Hello everyone,
I am trying to better understand the tradeoffs between Elasticsearch Serverless, Data Streams, TSDS (index.mode=time_series), and future vector search workloads.
Current Situation
We currently have around 850 GB of searchable data in Elasticsearch Serverless spread across several large indices.
At the moment:
-
all data appears to be treated as “search-ready/hot”
-
our Search VCU baseline is currently 16 VCUs on the On-demand tier
-
query latency is already somewhat variable
Our current workload is primarily:
-
filtered search
-
customer-facing feeds
-
document retrieval APIs
Typical query ranges:
-
14 days
-
30 days
-
90 days
Goal
Our main objective is to reduce the amount of data considered “search-ready” in Serverless in order to lower the Search VCU baseline.
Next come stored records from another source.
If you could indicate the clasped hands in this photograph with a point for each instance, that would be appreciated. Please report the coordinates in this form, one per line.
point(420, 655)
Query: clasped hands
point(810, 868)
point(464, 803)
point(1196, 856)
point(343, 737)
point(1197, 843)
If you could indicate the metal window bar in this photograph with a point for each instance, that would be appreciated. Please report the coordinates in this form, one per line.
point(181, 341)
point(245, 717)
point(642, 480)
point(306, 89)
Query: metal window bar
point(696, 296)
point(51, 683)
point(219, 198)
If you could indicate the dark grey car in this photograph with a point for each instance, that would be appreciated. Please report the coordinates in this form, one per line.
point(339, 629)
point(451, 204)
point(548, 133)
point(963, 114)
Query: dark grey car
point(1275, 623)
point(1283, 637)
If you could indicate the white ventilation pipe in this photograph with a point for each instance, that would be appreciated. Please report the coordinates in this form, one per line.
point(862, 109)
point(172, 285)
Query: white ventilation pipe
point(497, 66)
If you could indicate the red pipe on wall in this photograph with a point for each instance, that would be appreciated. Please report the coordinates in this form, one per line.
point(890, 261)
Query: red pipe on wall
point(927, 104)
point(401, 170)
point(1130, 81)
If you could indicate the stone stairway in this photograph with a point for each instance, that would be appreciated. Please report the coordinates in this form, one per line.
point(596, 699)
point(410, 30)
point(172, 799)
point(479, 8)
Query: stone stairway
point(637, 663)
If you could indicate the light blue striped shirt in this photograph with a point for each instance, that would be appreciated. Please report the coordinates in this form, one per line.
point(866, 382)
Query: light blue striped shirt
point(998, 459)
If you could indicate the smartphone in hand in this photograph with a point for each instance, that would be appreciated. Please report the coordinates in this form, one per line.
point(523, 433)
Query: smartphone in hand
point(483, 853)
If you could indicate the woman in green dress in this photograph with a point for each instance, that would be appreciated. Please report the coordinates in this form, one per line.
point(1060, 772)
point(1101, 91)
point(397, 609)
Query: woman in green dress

From discussions with Elastic support, my understanding is that regular indices are treated differently from Data Streams / time-aware indices regarding the Search Boost Window.
Because of this, we are evaluating whether we should convert around 7 large indices into:
-
Data Streams
-
or TSDS (
index.mode=time_series)
so that older data falls outside the Search Boost Window rather than keeping the full ~850 GB permanently hot/search-ready.
Future Plan
We are also planning to add large text embeddings (dense_vector) for semantic/hybrid search features.
This will likely increase storage size by 2–3x, making the Search VCU baseline even more important from a cost perspective.
Main Concerns
I understand that Data Streams create multiple backing indices/shards over time.
Because of this, I am trying to understand whether aggressive time partitioning is actually a good fit for future vector search workloads.
Questions
-
For a future vector-heavy workload, is it better to use:
-
standard Data Streams
-
or TSDS (
index.mode=time_series)? -
Or none of them are ideal over standard indicies?
-
-
Since Data Streams create multiple backing indices/shards over time, does this become problematic for ANN/vector search because of shard fanout?
-
Has anyone observed how vector search latency behaves:
-
on On-demand tier
-
vs Performant tier
when querying data outside the Search Boost Window?
-
-
If vectors are stored in older/cold backing indices outside the boost window:
-
does latency spike significantly?
-
or do warm compute resources in Performant tier help hide most of the cold-access penalty?
-
-
For workloads querying up to 90 days frequently, is aggressively time-partitioning vector data still recommended?
Any real-world experience or architectural guidance would be greatly appreciated.